I am torn between being baffled by the anger and totally understanding it. Not because I agree with it (most of the angry people seem to think Target has a nefarious agenda, which: CUCKOO!) but because I get where those people are coming from, at least on one level: human beings love labels.
Labels are comforting. Nothing scares us like stuff we don’t understand, and labels help us understand things.
My son is white. He is male. He is an American. He may be straight or gay, he may be religious or not, he may be liberal or conservative. But if I have my way, he’ll be none of those things.
He’ll just be a human being, like everyone else.
Our need for labels and categories starts early. We can hardly let a minute go by without putting someone in a box, whether it’s based on race, age, lifestyle or religion.
Who my son becomes is far more important to me than what he becomes, or what he already is. I have a dream that the content of his character will outweigh the close-mindedness of his assigned categories.
I know the kind of person I want my son to mature into: one that’s kind and patient and humble and hard-working and creative and ambitious and honest and brave. One who won’t let whatever boxes he checks off on his college application define or limit who he is or who he can interact with. One that will resist the superficial, census-taker’s description of a person and won’t be afraid to get to know others beyond their demographic designations.
I don’t yet know what, or really even who, my son will become.
Will he be a doctor? A musician? Will he be tall? Fat? Will he be a cat person (actually, I know this one)? Will he like bluegrass music?
But mostly I don’t want him to be limited by pre-conceptions. And I don’t want him to limit himself by seeing those same limitations in other people. I don’t want to raise him within society’s arbitrary categories, because those categories quickly become walls.
I’m categorically opposed to categorizing kids.
Removing generalizations will allow me to teach my son the value of individuality, in himself and in others. Rather than focus on the broader aspects of his existence, the commonalities that are often used to put him in a box and, ironically, isolate him from other people, I’m going to focus on the specific traits that make him an individual.
So I won’t emphasize to my son the fact that he’s American. Or white. Or male. I’ll raise him to be himself, and to see others as themselves. Not as their categories.

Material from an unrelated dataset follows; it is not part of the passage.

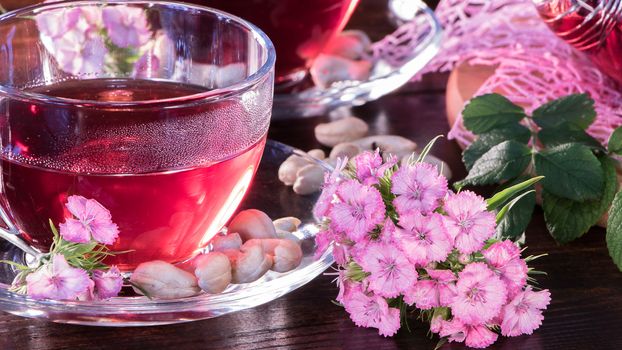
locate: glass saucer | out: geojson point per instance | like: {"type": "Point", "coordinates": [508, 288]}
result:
{"type": "Point", "coordinates": [267, 194]}
{"type": "Point", "coordinates": [400, 55]}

This is why I’m good with Target’s recent decision to remove gender labels from their aisles. Whether we admit it or not, peer pressure influences kids early, and peer pressure comes in many forms, the strongest of which may well be our so-called societal norms, like gender roles. My own brothers were annoyed when we got Detective Munch a play kitchen, never mind the fact that my son loved it and still loves it. Why should I deprive him of something that makes him so happy just because it’s “supposed to be” for girls? Forcing kids into pre-assigned boxes before they even know what boxes are is just stupid. Not to mention exactly the kind of thinking that propagates the intolerance so many of these angry shoppers are currently displaying towards the department store.
The gender-assignations at department stores are for parents, who are worried about Caitlyn and gay marriage and Sodom and Gomorrah. I’m pretty secure in the fact that if my son falls in love with a man or feels uncomfortable in his skin, it won’t be because the Frozen bedsheets weren’t properly directed at little girls.
Society is going to herd them into their respective queues soon enough, why not let them roam unfettered for a while and see where it goes? Contrary to the naysayers belief that it will confuse kids, it seems more likely to me that it will broaden their minds. What good is trying to expose your children to as much of the world as possible if you immediately tell them that more than half of those parts aren’t available because of mere biological and demographic circumstance?
Resisting the urge to tell my son what he is and what he’s allowed to be will hopefully free him to be whatever he wants. And, in turn, will let him see others for whoever they are, as individuals, rather than as the circles they fill in with their number two pencils.
Target’s new policy isn’t going to stop adults from seeing the world the way they already do, but it just might help kids see more of it.